Traill roamed around dubiously. "It all looks different at this time of year," he muttered. "Perhaps near here."
"Squat on your heels to obtain the same perspective as when you sat," suggested Holmes. After a few such reluctant experiments, our client indicated that he was as close as memory would take him.
"Then that patch of hawthorn must be our goal – the leech's last known domicile," Holmes observed. "Note, Watson, that this picnic-spot is several yards from the beaten path. The good Dr James must have been quite long-sighted, to see and recognize that leech."
"He might easily have been taking a short cut across the grass," I replied.
"Again the voice of reason pours cold water on my fanciful deductions!" said Holmes cheerfully. As he spoke, he methodically prodded the hawthorn bushes with his walking-stick, and turned over the sodden mass of fallen leaves beneath. He seemed oblivious to the chill drizzle, now made worse by a steadily rising wind from the east. A quarter of an hour went miserably past.
Then – "A long shot, Watson, a very long shot!" cried my friend, and pounced. From a pocket of his cape he had produced a pair of steel forceps, and from another a large pill-box. Now something red glistened in the forceps' grip, and in a trice the thing was safely boxed. Traill, who had given an involuntary cry, backed away a step or two with an expression of revulsion.
"Another of the vile creatures?"
"I fancy it is the same," Holmes murmured. And not a word more would he utter until we were installed in a convenient public house which supplied us with smoking-hot whisky toddies. "It is villainy, Mr Traill," he said then. "One final test remains. I experimented not long ago with a certain apparatus, without fully comprehending its possibilities in scientific detection…"

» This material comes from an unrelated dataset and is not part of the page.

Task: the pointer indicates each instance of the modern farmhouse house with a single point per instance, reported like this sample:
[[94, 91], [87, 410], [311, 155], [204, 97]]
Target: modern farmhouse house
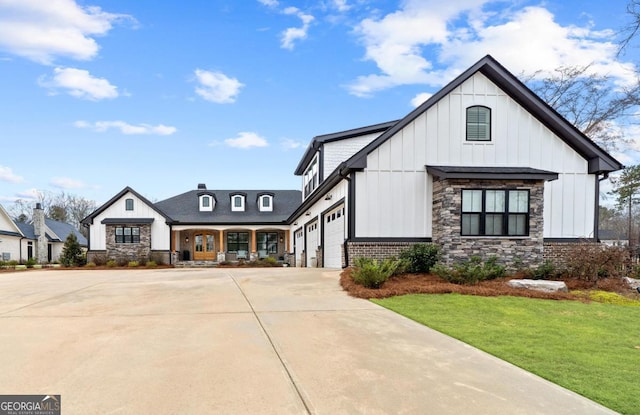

It was late night in Baker Street, and the gas-mantles burnt fitfully. A smell of ozone tinged the air, mingled with a more familiar chemical reek. Holmes, as he linked up an extensive battery of wet cells, expounded with fanciful enthusiasm on the alternating-current electrical transmission proposals of one Mr Nikola Tesla in the Americas, and of how in the early years of the new century he fully expected electric lighting to be plumbed into our lodgings, like the present gas-pipes. I smiled at his eagerness.
At length the preparations were complete. "You must refrain from touching any part of the equipment," Holmes now warned. "The electrical potential which drives this cathode-ray tube is dangerously high. Do you recognize the device, Watson? The evacuated glass, the tungsten target electrode within? It has already been employed in the United States, in connection with your own line of work."
The tangle of glassware, the trailing wires and the eerie glow from the tube made up an effect wholly unfamiliar to me, reminiscent perhaps of some new scientific romance by Mr H.G. Wells. It was only very gingerly that young Traill placed his right hand where Holmes directed.
"I have seen something a little like this before," he mused. "Old Wilfrid Jarman's brother dabbles in electrical experiments. He vexed Selina once with a tedious demonstration of a model dynamo."
"Healing rays?" I asked. "Earlier in the day we spoke of Mesmerism, which according to my recollection was a charlatan's ploy to heal by what he called animal magnetism. Has electrical science made this real at last?"
"Not precisely, Watson. The apparatus of Herr Doktor Röntgen does not heal, but lights the way for the healer. In years to come, I fancy it will be remembered as the greatest scientific discovery of the present decade."